Design, Develop, Create

Monday, 14 October 2019

Scholarly Search

Writing the literature review
A literature review is not a summary of "what you've learnt from what you've read". Rather, consider the challenge to be writing a 'problem oriented narrative'. A simple problem-oriented narrative has three parts. 
Beginning, middle, end.
Problem, framing literature, resolution. 
Identify an overall issue and gradually introduce scholarly works, develop an integrated framework, arrive at a clearly focused question.

Accessing academic literature
Search for related prior research that would inspire and inform your next steps. Select and refine relevant keywords for this search. The following databases index academic (peer-reviewed research) publications.

  • The DOAJ (Directory of Open Access Journals) (link) - a community-curated online directory that indexes and provides access to high quality, open access, peer-reviewed journals. 
  • Google Scholar* (link)
  • Scopus* (link)
  • Web of Science* (link)
  • Elsevier* - also hosts some open access journals (link)
  • SAGE Publishing* - also hosts some open access journals (link)
  • Springer* - also hosts some open access journals (link)
  • Routledge* - also hosts some open access journals (link)
  • JSTOR* - also hosts some open access journals (link)
  • Project MUSE* - a public index/catalogue (link)
* Search functions and file access to search results may be restricted to registered users or computers on campus networks.
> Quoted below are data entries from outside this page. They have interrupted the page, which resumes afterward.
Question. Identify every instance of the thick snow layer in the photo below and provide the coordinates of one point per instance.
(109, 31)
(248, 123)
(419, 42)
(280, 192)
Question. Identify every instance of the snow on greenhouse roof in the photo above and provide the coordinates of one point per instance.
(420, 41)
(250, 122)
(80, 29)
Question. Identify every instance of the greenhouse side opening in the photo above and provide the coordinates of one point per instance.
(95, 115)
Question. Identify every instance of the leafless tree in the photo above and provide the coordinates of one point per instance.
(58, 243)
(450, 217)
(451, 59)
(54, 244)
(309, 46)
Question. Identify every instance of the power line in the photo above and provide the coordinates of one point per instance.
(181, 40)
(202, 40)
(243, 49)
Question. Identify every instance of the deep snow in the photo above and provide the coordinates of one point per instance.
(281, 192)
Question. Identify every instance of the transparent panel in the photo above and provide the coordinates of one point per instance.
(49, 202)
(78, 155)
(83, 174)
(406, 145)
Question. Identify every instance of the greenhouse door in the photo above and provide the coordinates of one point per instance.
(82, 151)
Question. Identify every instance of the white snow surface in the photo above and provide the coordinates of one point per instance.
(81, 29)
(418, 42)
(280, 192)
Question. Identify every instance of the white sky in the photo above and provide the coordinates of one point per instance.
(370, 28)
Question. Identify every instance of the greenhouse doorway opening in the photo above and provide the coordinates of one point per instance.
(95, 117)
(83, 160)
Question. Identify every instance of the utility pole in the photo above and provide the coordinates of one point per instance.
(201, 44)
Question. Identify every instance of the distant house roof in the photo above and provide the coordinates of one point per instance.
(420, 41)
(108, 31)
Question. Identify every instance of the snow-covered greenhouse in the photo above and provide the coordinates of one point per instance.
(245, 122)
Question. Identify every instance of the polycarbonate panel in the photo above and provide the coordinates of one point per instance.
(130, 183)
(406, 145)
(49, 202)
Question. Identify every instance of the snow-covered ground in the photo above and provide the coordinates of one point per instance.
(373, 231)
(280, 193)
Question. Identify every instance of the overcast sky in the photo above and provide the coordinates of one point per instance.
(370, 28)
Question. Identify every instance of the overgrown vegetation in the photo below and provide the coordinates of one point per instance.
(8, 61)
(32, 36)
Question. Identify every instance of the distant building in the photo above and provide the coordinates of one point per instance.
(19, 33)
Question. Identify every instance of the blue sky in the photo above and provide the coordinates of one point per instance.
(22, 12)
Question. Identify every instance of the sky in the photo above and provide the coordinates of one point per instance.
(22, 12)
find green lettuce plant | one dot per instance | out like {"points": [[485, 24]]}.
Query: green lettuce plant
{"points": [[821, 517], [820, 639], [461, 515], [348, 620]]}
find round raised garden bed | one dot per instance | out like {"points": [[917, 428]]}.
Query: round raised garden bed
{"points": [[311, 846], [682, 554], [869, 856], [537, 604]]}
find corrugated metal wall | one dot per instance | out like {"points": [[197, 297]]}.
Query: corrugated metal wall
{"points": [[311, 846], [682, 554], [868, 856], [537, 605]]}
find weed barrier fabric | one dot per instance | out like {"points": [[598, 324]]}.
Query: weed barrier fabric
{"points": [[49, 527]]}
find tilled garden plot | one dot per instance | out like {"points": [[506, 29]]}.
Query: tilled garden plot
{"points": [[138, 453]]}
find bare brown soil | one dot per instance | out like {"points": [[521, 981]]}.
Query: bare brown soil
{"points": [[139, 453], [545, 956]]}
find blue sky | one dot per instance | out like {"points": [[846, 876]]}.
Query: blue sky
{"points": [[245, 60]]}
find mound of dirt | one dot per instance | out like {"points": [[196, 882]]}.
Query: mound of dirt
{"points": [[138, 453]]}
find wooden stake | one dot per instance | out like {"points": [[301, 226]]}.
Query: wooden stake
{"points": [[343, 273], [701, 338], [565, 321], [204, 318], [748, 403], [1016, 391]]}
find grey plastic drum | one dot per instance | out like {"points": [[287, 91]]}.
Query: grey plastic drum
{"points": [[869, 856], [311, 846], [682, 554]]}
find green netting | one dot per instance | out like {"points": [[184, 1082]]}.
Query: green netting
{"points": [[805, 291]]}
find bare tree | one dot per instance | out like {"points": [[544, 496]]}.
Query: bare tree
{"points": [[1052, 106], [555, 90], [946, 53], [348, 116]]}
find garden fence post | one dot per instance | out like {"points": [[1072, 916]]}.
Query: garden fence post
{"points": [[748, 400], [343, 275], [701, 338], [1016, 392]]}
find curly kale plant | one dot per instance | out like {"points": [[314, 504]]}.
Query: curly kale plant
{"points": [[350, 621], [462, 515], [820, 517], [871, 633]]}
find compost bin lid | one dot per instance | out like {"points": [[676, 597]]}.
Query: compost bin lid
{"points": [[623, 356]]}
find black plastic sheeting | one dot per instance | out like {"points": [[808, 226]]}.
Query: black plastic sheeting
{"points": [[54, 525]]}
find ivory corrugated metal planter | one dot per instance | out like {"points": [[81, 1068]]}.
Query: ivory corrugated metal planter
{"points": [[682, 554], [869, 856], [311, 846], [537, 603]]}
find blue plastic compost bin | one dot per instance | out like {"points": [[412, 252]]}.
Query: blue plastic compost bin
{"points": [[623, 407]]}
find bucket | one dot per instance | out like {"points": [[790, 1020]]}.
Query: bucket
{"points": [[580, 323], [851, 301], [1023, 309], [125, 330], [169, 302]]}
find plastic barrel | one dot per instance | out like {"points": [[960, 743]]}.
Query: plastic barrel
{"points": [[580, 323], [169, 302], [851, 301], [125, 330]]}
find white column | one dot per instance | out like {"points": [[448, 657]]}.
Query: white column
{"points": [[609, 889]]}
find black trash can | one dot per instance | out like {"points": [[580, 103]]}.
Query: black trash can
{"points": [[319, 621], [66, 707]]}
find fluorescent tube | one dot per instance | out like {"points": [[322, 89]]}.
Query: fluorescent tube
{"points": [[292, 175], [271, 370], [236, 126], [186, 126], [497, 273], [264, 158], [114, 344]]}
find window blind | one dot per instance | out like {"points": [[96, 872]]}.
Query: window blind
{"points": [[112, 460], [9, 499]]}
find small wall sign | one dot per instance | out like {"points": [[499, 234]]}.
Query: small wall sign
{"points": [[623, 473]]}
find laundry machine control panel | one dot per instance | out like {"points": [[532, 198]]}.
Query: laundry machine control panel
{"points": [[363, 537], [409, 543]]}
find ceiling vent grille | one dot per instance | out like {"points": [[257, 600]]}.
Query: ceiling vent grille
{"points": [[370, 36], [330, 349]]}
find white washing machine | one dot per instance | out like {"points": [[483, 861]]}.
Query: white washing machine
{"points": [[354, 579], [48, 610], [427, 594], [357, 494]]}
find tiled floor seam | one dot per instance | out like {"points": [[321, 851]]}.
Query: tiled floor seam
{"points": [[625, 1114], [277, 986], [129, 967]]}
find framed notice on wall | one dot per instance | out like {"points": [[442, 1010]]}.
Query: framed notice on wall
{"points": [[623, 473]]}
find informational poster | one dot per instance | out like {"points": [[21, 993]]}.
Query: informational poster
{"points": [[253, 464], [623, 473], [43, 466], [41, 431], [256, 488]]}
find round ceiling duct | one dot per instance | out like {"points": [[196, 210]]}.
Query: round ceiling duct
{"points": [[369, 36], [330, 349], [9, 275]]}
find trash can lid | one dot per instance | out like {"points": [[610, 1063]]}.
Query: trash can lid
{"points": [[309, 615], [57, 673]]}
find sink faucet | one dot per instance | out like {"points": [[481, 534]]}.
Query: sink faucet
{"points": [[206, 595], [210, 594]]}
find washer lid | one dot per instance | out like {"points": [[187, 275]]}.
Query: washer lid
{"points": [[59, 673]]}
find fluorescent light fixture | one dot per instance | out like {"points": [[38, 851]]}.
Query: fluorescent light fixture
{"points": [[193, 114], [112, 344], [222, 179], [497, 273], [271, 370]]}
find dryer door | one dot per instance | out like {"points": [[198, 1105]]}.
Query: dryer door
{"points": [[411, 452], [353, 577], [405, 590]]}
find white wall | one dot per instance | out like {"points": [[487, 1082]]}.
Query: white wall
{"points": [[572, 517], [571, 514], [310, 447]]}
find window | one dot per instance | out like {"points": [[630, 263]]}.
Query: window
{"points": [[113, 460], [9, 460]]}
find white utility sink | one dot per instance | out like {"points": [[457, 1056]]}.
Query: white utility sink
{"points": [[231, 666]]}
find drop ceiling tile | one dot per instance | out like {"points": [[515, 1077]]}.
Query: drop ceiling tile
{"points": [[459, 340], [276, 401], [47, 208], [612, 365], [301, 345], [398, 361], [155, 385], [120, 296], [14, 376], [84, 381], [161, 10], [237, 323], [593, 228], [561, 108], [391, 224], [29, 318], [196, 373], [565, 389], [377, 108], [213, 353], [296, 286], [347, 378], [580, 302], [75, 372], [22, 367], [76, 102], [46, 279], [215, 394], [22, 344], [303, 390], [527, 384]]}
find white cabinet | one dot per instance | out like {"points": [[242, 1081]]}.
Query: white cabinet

If you find (potentially) interesting articles but cannot access them freely you should consider contacting the author(s) directly by email. Introduce yourself and reason for seeking access to a copy. Many authors will respond generously to such requests from students and share drafts or pre-press copies.

Another tack to take. Assuming that the article/chapter/section/publication sought is not the only relevant research dealing with this topic in the research world, you can conduct a forward citation search, that is, search for articles that cite this one. Searching forward ("cited by") approach is also a good way of the paper's impact and of identifying similar current research publications.